Here's what kills me about it: These same guys will tell you they'd do anything for their kids. They'll talk about how fast time goes. They'll post throwback photos and caption them with "cherish every moment" nonsense. But when the weekend actually comes? They're gone.
You cannot have it both ways. You cannot complain that your kids are growing up too fast while actively choosing to miss it.
I think about the future version of these dads. Fifty-five years old. Kids are grown and gone. Suddenly desperate for more time with them. Wondering why their adult children don't call more often. The irony is brutal. They spent years running away, and now they're begging to get it back.

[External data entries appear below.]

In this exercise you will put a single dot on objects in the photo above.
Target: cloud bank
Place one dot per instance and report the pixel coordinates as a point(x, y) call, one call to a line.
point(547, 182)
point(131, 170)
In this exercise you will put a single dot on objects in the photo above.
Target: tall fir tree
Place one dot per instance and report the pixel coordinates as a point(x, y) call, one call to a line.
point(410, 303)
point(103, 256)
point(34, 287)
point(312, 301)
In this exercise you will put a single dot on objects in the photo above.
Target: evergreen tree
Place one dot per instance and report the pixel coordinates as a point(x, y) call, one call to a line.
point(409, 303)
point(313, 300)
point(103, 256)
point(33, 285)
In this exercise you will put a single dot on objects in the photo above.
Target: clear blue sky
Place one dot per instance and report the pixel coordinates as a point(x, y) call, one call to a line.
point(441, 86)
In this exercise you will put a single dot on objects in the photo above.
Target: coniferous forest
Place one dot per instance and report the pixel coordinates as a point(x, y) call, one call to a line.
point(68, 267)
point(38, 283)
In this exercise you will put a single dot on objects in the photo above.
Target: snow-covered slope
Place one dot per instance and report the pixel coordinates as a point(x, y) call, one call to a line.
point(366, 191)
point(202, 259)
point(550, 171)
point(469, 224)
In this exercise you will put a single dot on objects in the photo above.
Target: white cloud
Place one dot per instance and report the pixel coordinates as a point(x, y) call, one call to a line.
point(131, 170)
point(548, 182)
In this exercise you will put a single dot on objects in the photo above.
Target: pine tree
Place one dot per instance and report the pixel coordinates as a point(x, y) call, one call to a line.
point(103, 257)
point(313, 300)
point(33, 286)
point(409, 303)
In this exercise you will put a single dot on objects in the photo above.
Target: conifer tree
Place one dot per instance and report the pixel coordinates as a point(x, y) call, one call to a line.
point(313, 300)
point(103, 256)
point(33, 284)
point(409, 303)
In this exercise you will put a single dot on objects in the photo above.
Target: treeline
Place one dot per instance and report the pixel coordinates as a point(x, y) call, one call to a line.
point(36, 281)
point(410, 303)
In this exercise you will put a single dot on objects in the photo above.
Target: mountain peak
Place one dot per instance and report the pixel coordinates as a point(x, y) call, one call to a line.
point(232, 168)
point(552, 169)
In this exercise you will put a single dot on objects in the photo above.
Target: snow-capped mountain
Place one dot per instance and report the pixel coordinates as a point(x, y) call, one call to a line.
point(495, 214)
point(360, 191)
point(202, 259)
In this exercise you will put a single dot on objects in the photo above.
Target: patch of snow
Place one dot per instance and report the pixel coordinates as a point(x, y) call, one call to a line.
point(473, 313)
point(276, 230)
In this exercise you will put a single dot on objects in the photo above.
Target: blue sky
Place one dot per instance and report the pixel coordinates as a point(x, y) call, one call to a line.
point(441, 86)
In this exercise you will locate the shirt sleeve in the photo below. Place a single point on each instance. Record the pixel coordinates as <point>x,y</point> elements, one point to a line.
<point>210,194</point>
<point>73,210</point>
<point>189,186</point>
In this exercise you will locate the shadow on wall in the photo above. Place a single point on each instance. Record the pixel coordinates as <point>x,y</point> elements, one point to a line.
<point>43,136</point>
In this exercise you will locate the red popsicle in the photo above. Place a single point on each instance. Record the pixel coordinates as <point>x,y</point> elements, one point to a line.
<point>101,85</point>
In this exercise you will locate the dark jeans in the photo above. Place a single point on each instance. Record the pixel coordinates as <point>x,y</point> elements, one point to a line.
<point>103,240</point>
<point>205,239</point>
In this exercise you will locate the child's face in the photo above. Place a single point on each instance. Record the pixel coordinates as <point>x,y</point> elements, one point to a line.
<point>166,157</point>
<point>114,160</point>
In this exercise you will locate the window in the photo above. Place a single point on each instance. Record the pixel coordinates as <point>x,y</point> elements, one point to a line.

You know what you can't do? You can't go backwards. You can't recover the Saturday mornings you spent on the golf course instead of at your daughter's soccer game. You can't get back the Sunday afternoons you were hungover instead of playing catch with your son.
Your kids are this age once. Your four-year-old will never be four again. Your nine-year-old will be in high school before you know what happened. Every weekend you choose the bar over the backyard is a weekend you're never getting back.
And for what? So you can tell the same stories with the same guys about the same nothing that didn't matter last weekend either?
If you're constantly trying to escape your family, maybe the problem isn't your family. Maybe it's the life you've built. Maybe you've surrounded yourself with the wrong people, committed to the wrong priorities, or settled into a routine that makes home feel like a prison instead of a place you actually want to be.
That's not your kids' fault. That's yours to fix.
I'm not saying to never take time for yourself. I'm not saying to never see your friends. I'm saying, stop making escape the default. Stop treating your family like something to endure instead of something to enjoy.
You have one life. Your kids have one childhood. You don't get to pause this. You don't get to come back to it when it's more convenient.
Stop living to someone else's standard of what your weekends should look like. Stop following the script that says real men need to get away from their families to actually have fun. That's what losers tell themselves to justify checking out.
Build a life where being present is what you actually want to do. Not because you have to. Not because you're forcing yourself. But because you've created something worth being present for.
Seize this moment. Your future self is going to wish you had. I guarantee it.
The world is getting softer. You don't have to. Hold the line. Set the standard.